Anna opened her mouth. Closed it. Opened it again.

"He could press charges," she finally managed.

"He could," Maya nodded. "He won't. He’s too much of a coward and his ego won't let him.”

Anna looked at her best friend sitting on her kitchen floor in work clothes that had definitely been worn during the commission of at least two forms of assault, looking completely at peace with her decisions.

"Thank you," Anna said.

"I didn't do it for thanks."

"I know." Anna reached for her hand. "That's exactly why I'm thanking you." She said, smiling.

Maya squeezed her fingers once, then let go and stood up. "Right. Show me what needs packing. I'm staying tonight."

They worked until past midnight.

Maya was ruthless in ways Anna hadn't expected. "Leave it," she said about the duvet.

"It's a good duvet."

"It's a duvet you shared with Jack? Leave it."

She put it in the leaving pile.

"What about this?" Anna held up a photo of them at the beach two years ago. Jack's arm around her, both of them smiling, the sun setting behind them. She remembered that day. She'd been happy.

Maya took the photo from her hands, looked at it for approximately two seconds, and tore it in half.

"That bad?"

"You don't need evidence of good days with someone who turned out to be someone else. You'll remember the good days anyway. The photos just make it harder to hold both things at once."

Anna looked at the torn halves in Maya's hands. Jack's face, separated from hers. It felt symbolic in a way she hadn't expected to need.

"Fair enough."

They kept packing and somewhere after ten they ran out of boxes and sat on the kitchen floor because the chairs were already stacked by the door. Anna made tea, and they sat with their mugs and the half-empty apartment looking strange around them.

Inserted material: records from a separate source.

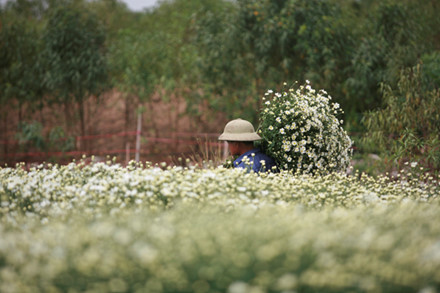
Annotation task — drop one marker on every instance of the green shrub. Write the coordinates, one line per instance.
(407, 127)
(301, 132)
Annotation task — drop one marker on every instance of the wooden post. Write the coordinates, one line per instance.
(138, 136)
(127, 153)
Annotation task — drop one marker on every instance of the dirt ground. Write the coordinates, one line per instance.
(111, 122)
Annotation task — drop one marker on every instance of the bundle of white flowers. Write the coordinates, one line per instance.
(301, 132)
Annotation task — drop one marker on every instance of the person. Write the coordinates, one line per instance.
(240, 136)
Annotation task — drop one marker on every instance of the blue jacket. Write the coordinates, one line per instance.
(252, 160)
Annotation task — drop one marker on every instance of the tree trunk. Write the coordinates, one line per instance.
(83, 124)
(5, 135)
(127, 119)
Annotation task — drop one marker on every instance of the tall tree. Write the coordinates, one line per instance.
(74, 50)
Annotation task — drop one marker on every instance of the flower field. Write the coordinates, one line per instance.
(106, 228)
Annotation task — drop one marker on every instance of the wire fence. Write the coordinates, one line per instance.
(151, 147)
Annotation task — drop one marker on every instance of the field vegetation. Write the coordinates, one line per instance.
(220, 57)
(101, 226)
(144, 228)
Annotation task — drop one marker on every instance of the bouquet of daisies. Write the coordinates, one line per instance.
(301, 132)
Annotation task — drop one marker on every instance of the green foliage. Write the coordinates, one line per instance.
(267, 42)
(59, 140)
(31, 135)
(301, 132)
(20, 75)
(74, 52)
(407, 128)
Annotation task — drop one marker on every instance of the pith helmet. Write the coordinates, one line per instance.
(239, 130)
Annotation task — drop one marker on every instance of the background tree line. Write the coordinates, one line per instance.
(379, 59)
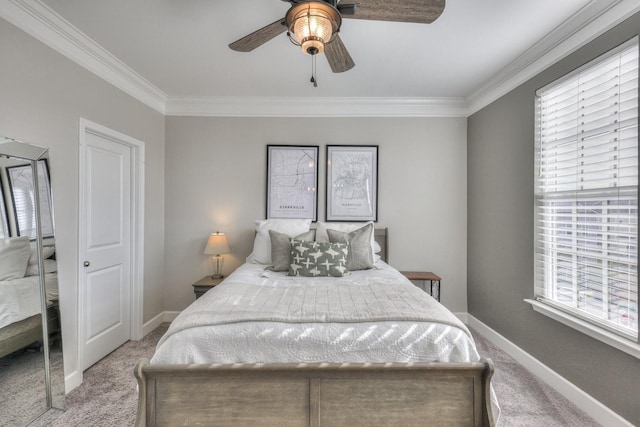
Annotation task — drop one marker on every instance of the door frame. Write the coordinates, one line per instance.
(137, 227)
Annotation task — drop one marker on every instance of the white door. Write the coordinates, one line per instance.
(105, 246)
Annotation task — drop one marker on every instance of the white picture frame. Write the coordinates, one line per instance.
(292, 182)
(352, 183)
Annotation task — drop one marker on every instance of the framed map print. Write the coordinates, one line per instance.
(22, 194)
(292, 181)
(352, 183)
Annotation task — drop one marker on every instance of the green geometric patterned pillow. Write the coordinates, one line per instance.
(314, 259)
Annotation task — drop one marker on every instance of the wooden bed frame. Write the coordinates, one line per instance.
(316, 395)
(420, 394)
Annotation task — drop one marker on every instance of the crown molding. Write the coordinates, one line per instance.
(315, 107)
(42, 23)
(590, 22)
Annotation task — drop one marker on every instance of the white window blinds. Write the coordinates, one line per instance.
(586, 189)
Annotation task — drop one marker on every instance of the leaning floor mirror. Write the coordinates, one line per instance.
(31, 367)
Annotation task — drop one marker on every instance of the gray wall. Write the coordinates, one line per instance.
(216, 179)
(500, 241)
(43, 96)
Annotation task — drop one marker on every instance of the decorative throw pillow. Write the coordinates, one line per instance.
(360, 250)
(322, 236)
(14, 256)
(262, 244)
(313, 259)
(281, 248)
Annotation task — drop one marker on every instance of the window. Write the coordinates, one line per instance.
(586, 193)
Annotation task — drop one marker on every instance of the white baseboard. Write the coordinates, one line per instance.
(577, 396)
(165, 316)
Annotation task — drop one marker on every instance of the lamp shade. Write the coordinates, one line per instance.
(217, 244)
(312, 24)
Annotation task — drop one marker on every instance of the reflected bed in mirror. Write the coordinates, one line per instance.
(31, 372)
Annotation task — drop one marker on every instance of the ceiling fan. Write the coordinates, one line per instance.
(314, 25)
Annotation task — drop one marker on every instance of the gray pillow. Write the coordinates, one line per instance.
(360, 250)
(316, 259)
(280, 248)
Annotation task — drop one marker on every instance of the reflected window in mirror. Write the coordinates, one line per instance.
(4, 223)
(23, 197)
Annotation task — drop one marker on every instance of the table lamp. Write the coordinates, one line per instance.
(216, 246)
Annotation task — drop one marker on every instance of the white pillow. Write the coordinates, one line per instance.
(14, 256)
(47, 252)
(322, 236)
(50, 266)
(262, 244)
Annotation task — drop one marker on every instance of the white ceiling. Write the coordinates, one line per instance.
(179, 48)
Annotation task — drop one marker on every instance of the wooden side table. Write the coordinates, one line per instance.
(204, 284)
(422, 278)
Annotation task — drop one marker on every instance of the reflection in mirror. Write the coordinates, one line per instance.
(31, 372)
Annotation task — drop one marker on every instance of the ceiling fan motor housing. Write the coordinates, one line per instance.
(312, 24)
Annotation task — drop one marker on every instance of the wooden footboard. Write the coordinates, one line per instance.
(419, 394)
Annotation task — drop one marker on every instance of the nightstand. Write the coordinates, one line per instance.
(422, 279)
(204, 284)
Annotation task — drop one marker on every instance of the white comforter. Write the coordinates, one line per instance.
(370, 316)
(20, 298)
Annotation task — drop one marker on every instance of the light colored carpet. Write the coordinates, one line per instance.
(107, 397)
(524, 399)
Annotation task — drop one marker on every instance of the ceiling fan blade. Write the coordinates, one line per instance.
(348, 9)
(338, 56)
(259, 37)
(420, 11)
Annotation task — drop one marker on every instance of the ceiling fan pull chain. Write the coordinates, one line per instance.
(313, 71)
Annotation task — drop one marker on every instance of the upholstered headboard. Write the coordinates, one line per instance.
(381, 236)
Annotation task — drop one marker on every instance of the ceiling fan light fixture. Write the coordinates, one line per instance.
(312, 24)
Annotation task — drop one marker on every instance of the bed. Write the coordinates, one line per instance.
(20, 307)
(20, 312)
(265, 348)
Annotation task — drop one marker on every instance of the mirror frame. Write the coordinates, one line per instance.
(15, 149)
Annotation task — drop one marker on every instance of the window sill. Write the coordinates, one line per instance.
(593, 331)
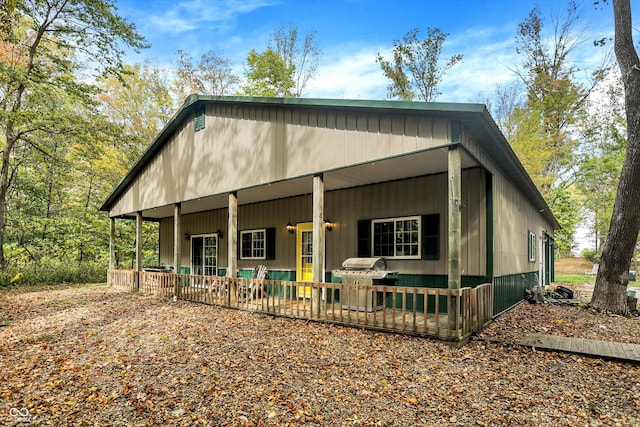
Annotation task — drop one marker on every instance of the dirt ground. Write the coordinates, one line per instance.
(98, 357)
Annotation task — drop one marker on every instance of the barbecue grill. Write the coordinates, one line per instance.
(365, 272)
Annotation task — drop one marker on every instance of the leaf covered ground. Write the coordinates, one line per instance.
(98, 357)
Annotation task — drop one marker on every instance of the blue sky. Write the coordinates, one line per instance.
(352, 32)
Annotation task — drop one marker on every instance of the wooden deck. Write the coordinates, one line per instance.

"Tell me about your London cousin," Maya said.

Anna became very interested in her mug.

"Ann."

"He offered me a job. I have the qualifications, he has the division, it's a sound business decision."

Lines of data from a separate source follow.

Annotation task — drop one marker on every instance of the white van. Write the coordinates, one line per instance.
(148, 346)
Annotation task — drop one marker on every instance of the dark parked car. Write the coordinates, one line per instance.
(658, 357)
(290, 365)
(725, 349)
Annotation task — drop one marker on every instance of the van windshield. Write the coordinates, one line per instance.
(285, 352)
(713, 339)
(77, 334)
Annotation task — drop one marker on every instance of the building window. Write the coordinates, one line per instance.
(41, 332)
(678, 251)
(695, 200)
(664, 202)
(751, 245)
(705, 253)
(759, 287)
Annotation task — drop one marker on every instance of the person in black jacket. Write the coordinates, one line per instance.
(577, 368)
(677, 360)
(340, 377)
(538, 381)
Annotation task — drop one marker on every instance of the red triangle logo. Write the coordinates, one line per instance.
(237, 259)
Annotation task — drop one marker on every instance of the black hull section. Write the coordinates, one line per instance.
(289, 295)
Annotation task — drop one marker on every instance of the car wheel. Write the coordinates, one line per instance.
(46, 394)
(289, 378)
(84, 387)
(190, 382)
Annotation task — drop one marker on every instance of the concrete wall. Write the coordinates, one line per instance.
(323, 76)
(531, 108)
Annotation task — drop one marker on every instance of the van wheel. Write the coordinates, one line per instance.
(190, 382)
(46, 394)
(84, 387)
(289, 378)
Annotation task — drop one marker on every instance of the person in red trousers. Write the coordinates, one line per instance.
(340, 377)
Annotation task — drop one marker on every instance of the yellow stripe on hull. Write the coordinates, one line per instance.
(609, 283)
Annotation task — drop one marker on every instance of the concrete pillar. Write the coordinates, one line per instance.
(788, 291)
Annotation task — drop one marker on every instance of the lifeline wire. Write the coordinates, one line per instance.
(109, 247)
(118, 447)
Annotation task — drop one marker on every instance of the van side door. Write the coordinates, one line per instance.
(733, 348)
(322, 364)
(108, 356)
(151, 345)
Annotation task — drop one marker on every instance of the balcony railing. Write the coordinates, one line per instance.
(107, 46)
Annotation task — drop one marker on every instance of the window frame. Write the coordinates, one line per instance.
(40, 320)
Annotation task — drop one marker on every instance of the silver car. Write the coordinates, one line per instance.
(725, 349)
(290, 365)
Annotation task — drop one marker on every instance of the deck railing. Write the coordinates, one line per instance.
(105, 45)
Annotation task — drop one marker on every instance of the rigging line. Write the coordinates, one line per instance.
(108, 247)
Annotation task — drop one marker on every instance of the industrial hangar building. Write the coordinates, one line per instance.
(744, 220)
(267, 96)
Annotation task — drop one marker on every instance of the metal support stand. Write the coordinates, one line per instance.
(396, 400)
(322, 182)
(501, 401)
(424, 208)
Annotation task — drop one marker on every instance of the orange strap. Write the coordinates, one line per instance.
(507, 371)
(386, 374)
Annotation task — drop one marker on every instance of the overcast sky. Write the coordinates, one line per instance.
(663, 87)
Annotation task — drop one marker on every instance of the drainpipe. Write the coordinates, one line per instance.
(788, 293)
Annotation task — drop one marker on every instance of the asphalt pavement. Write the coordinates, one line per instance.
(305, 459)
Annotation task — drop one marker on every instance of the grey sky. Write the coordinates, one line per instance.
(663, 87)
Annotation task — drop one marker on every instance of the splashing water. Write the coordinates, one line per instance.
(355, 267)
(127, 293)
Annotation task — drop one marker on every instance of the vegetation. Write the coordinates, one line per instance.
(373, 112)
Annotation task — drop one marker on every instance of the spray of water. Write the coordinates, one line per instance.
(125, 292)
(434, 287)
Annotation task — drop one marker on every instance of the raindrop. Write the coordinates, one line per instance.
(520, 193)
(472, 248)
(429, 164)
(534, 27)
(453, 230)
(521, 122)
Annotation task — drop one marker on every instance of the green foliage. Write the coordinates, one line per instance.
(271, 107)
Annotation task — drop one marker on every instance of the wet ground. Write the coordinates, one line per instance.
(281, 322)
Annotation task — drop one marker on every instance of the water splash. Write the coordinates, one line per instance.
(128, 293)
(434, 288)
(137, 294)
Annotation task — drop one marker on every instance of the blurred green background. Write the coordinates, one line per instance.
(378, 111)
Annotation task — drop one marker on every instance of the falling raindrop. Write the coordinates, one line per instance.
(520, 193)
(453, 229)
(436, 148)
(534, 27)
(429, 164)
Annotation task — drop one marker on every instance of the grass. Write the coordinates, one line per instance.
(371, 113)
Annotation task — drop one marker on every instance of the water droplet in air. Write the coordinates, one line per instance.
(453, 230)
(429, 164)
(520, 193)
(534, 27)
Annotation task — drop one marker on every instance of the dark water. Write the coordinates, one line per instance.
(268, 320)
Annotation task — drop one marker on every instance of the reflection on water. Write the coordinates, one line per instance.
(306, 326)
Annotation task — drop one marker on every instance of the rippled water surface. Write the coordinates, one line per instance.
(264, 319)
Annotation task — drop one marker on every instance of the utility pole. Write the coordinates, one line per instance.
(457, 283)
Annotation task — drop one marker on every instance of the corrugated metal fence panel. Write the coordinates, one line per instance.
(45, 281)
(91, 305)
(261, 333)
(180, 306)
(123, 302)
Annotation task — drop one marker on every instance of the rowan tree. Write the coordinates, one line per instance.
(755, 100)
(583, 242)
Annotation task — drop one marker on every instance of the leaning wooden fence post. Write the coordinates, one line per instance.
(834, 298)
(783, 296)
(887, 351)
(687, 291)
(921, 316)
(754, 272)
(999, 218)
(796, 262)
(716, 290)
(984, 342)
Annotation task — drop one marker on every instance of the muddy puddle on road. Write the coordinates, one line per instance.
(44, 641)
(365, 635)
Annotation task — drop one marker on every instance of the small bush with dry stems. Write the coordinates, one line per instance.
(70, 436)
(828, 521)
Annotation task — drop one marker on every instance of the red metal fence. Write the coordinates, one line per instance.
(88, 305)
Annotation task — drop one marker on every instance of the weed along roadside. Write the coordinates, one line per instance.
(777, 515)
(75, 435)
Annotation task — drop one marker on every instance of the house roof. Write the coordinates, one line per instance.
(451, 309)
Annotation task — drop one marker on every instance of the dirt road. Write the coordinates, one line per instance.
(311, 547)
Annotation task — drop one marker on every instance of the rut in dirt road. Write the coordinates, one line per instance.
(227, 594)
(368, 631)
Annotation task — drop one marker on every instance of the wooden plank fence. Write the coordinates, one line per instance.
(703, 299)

"At three in the morning."

"He's an early riser."

"Anna."

"He's efficient." She turned the mug in her hands. She heard her own voice softening at the edges, gaining a quality she couldn't quite name. "He's just very capable. It's impressive. Professionally."

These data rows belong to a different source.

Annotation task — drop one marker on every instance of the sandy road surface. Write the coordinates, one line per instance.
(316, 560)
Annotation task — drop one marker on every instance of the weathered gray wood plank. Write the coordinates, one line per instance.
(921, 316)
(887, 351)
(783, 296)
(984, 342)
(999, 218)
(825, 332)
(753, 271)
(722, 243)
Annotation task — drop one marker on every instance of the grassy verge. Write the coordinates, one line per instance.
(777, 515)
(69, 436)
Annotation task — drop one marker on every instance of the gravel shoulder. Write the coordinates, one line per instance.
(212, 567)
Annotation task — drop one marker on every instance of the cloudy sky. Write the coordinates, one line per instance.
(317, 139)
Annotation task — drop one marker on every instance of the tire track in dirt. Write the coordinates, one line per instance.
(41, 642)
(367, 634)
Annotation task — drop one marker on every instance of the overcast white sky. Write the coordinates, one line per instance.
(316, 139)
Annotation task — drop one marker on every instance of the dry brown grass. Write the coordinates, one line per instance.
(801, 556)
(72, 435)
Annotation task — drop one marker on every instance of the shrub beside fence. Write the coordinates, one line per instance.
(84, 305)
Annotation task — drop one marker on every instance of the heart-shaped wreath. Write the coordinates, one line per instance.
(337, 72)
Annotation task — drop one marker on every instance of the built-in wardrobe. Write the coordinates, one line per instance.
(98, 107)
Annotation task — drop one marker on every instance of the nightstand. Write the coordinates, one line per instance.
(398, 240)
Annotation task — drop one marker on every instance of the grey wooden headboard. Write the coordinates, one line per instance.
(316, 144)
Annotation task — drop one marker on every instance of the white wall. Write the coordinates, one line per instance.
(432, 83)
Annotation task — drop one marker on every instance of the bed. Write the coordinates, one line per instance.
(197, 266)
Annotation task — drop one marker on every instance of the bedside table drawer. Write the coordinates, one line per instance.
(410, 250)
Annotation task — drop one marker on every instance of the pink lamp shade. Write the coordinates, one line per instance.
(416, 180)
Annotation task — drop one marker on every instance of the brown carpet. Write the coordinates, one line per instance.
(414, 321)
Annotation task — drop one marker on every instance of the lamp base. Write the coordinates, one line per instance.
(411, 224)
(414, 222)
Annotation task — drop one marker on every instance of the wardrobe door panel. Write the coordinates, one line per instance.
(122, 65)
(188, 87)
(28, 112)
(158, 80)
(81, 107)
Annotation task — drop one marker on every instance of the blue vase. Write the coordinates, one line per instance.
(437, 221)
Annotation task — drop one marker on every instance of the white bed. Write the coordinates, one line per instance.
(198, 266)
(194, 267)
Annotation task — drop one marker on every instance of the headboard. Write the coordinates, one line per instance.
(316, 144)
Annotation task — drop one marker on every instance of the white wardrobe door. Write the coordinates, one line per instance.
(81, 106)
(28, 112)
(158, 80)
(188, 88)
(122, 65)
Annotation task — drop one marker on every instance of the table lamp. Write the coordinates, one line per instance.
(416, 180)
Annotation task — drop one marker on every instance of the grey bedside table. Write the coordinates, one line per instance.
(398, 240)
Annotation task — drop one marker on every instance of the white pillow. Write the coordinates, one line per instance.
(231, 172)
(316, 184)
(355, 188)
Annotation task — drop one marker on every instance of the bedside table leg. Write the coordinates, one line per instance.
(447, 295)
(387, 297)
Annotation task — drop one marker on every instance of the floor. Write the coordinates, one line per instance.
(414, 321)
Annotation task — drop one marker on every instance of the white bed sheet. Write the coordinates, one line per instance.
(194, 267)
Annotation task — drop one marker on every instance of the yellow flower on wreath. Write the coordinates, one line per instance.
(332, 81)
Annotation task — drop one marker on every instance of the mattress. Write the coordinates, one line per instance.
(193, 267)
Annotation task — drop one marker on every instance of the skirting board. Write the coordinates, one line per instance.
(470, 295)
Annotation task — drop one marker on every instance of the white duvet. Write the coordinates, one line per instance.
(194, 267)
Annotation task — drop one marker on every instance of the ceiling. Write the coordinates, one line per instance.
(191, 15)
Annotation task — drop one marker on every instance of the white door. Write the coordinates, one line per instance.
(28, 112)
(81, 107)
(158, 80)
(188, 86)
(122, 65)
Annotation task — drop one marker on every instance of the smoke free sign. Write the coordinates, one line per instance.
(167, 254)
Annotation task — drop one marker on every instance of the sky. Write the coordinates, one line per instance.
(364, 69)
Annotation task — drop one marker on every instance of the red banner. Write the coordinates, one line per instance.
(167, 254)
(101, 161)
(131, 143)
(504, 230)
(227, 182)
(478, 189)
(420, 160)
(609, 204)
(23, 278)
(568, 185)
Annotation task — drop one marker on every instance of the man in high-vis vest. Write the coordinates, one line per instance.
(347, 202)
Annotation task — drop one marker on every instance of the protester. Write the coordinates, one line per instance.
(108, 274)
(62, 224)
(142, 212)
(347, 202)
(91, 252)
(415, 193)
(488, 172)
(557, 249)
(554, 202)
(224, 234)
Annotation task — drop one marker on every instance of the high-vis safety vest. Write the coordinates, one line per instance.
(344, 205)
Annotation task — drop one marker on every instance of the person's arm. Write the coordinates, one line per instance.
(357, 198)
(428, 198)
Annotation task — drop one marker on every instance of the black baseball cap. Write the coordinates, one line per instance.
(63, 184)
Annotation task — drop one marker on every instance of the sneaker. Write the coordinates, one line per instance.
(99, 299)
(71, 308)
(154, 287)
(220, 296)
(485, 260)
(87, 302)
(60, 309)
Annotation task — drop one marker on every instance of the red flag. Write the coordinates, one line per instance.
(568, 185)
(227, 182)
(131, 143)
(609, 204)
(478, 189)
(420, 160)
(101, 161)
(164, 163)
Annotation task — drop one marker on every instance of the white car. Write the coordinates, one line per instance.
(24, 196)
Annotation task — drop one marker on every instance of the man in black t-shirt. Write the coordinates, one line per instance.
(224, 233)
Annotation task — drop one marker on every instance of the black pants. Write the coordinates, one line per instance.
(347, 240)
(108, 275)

Maya nodded slowly. "He's beautiful," she said.

Anna added quickly. "Objectively beautiful. A little harmless appreciation never hurt anyone."

"Of course not." Maya sipped her tea.

"He's my cousin, Maya," Anna says, as if trying to convince herself, and Maya wasn't helping matters.

"Distant." Maya replied.

"Still."

"Mm." Maya looked at her mug. Set it down and looked back up. "For what it's worth, you haven't said his name the way you used to say Jack's name in about three years."

Anna opened her mouth, her eyes widened at being called out.

"I'm just sitting here," Maya said. "Drink your tea."

Anna chuckled and did as her lordship commanded. She refilled her tea and changed the subject, and they talked until almost two in the morning about everything except Enoch. Her best friend refused to go home and simply grabbed a blanket and declared the couch her residence till morning.

Anna was as happy as she could be, she was going home.

She had a job and a flight and a best friend who had kicked her ex-boyfriend in the stomach on her behalf, and none of it fixed what had happened, but all of it made it survivable.